Kiedy zostałam wypuszczona z jego objęć, poprawiłam torbę na ramieniu, gdyż podczas uścisku zsunęła mi się.
- To wy sobie pogadajcie, a my idziemy na lekcje - Natalie szepnęła mi do ucha, po czym razem z Calumem odeszła w głąb korytarza, zostawiając mnie samą z Lukiem. Spojrzałam na niego, lecz nie mogłam odczytać żadnych emocji z jego oczu, gdyż przykryte były ciemnymi okularami. Dlaczego je nosi gdy na dworze nie ma słońca? Poza tym, jest w szkole. Dziwne. Naprawdę dziwne.
- Jak się czujesz? - Hemmings spytał.
- Dobrze.
- Dlaczego nie odbierałaś jak dzwoniłem do Ciebie? Martwiłem się, że coś ci się stało - rzekł, wkładając ręce do kieszeni swojej bluzy.
- Źle się czułam - skłamałam. - Przepraszam, że nie przyszłam na nasze lekcje. Mam nadzieję, że nie masz mi tego za złe.
- Oczywiście, że nie.
- Dlaczego nie zdejmiesz okularów? – spytałam z ciekawością, lustrując go spojrzeniem.

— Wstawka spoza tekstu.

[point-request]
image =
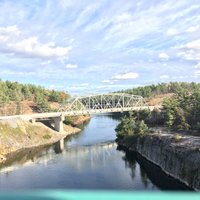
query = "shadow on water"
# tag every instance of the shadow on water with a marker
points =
(149, 171)
(87, 160)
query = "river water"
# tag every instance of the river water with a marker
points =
(88, 160)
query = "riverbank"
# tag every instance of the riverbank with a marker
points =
(17, 134)
(177, 155)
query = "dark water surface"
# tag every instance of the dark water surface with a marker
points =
(89, 160)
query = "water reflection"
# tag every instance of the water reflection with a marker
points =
(85, 161)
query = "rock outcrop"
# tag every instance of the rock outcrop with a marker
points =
(178, 156)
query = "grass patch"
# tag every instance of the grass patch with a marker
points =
(47, 136)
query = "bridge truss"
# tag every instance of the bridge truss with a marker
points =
(115, 102)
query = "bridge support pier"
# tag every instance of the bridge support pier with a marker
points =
(58, 123)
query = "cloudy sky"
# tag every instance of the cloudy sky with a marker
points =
(95, 46)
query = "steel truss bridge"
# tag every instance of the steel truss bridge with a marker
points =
(104, 103)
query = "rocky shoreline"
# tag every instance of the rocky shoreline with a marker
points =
(177, 155)
(16, 135)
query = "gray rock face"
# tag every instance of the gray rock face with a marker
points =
(178, 156)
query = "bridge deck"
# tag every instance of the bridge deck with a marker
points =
(73, 113)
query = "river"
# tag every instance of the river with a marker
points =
(88, 160)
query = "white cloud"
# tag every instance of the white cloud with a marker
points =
(197, 66)
(190, 50)
(163, 56)
(126, 76)
(192, 29)
(12, 40)
(71, 66)
(172, 32)
(197, 73)
(107, 81)
(164, 76)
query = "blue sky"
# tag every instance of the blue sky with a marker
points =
(97, 46)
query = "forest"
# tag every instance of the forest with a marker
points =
(162, 88)
(14, 93)
(180, 112)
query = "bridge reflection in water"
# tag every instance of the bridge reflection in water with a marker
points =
(91, 158)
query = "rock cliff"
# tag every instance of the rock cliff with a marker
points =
(178, 156)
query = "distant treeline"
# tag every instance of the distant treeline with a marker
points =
(162, 88)
(17, 92)
(180, 111)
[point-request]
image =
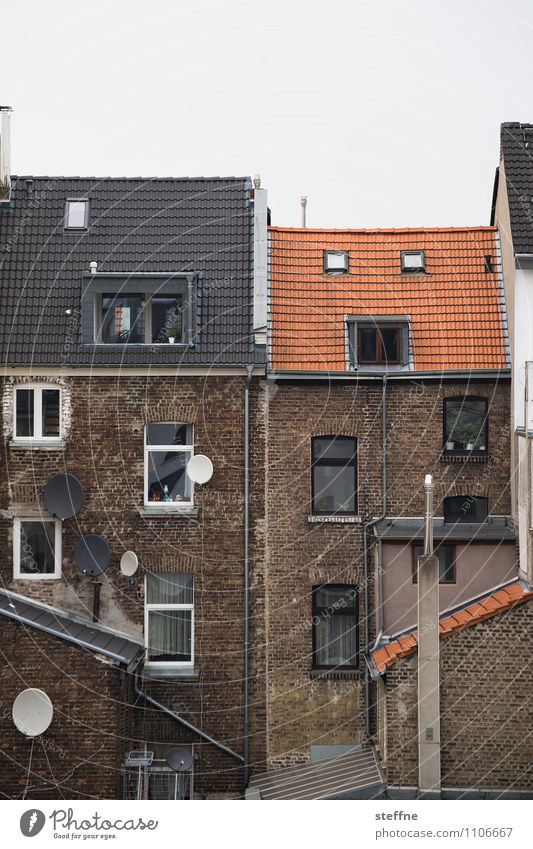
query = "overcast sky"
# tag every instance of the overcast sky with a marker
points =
(386, 114)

- Bo dobrze w nich wyglądam – powiedział, śmiejąc się.
- Luke, pytam poważnie – chciałam uspokoić jego rozbawienie.
- Nie zadawaj tylu pytań tylko chodź do klasy, bo się spóźnimy – zignorował mnie, zmieniając temat.

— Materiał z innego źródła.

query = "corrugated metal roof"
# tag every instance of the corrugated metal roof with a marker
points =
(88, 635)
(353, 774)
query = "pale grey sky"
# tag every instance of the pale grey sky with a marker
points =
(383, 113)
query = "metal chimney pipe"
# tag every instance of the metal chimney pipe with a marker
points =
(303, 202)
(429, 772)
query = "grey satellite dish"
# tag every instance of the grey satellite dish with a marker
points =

Przewróciłam jedynie oczami, nie do końca rozumiejąc jego dziwne zachowanie. Ale Luke to Luke, on zawsze jest dziwny. Zamknęłam szafkę, po czym zaczęłam kierować się na drugie piętro, gdzie mieliśmy mieć matematykę.

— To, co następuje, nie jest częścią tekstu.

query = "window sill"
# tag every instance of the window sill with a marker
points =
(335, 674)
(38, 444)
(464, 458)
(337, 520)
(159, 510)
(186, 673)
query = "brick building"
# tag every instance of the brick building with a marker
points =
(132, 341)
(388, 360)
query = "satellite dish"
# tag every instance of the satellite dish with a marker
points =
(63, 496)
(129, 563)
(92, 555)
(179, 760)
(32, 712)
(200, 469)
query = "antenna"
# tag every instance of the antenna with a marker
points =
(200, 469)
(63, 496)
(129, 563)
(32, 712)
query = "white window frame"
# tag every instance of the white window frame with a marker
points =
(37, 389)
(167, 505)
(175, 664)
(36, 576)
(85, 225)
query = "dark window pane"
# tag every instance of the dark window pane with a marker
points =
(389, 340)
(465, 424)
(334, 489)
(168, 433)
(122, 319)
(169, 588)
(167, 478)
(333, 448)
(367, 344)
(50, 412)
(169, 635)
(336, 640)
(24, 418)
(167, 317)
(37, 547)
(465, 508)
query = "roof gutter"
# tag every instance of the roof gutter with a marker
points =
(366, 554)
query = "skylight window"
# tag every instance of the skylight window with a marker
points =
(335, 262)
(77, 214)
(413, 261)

Luke od razu podążył za mną, nie odzywając się ani słowem. Weszliśmy do pomieszczenia i zajęliśmy swoje miejsca. Pani Waters zaczęła prowadzić lekcję, na której początkowo nie mogłam się skupić, ale później wszystko było już w porządku. Kiedy rozwiązywałam jedno z zadań, nagle poczułam wibracje komórki dochodzące z mojej kieszeni. W klasie nie można było używać telefonów, dlatego bardzo dyskretnie wyjęłam go, zakrywając następnie zeszytem, by móc odczytać wiadomość.

„Widzę cię.”

Szybko przekręciłam głowę w kierunku okna, ale nie zauważyłam nikogo na zewnątrz. Wystraszyłam się. Odwróciłam się do tyłu i zobaczyłam, że Luke i Calum zaciekle o czymś dyskutują. Blondyn po chwili uderzył pięścią w stół i z powrotem przekręcił się w stronę tablicy. Był zdenerwowany. Nie wiedziałam dlaczego.
- Co się stało? - spytałam, unosząc brew do góry.
- Nic - odparł obojętnie, udając, że jest spokojny.         
- Na pewno?
- Na pewno.
Wiedziałam, że kłamie. Było to widać. Nie chciałam jednak dopytywać o szczegóły, skoro sam nie chciał o tym rozmawiać.
Przez dalszą część lekcji byłam nieobecna. W mojej głowie cały czas była treść wiadomości, którą wcześniej dostałam. To wszystko powoli zaczęło wymykać się spod kontroli. Miałam wrażenie, że niedługo mój czas dobiegnie końca, gdyż tamten człowiek nie zamierzał odpuścić. W myślach bezustannie słyszałam jego słowa "Nie spocznę dopóki nie będziesz martwa". Nie żartował wypowiadając je. Uwziął się na mnie i wiedziałam, że zrobi wszystko, żeby się na mnie zemścić. 

*

Kolejne lekcje zleciały nawet szybko. Byłam rozkojarzona przez cały czas, nie zwracając uwagi na to co działo się w klasie. Kiedy zadzwonił ostatni dzwonek, wraz z Natalie udałyśmy się w kierunku wyjścia z budynku.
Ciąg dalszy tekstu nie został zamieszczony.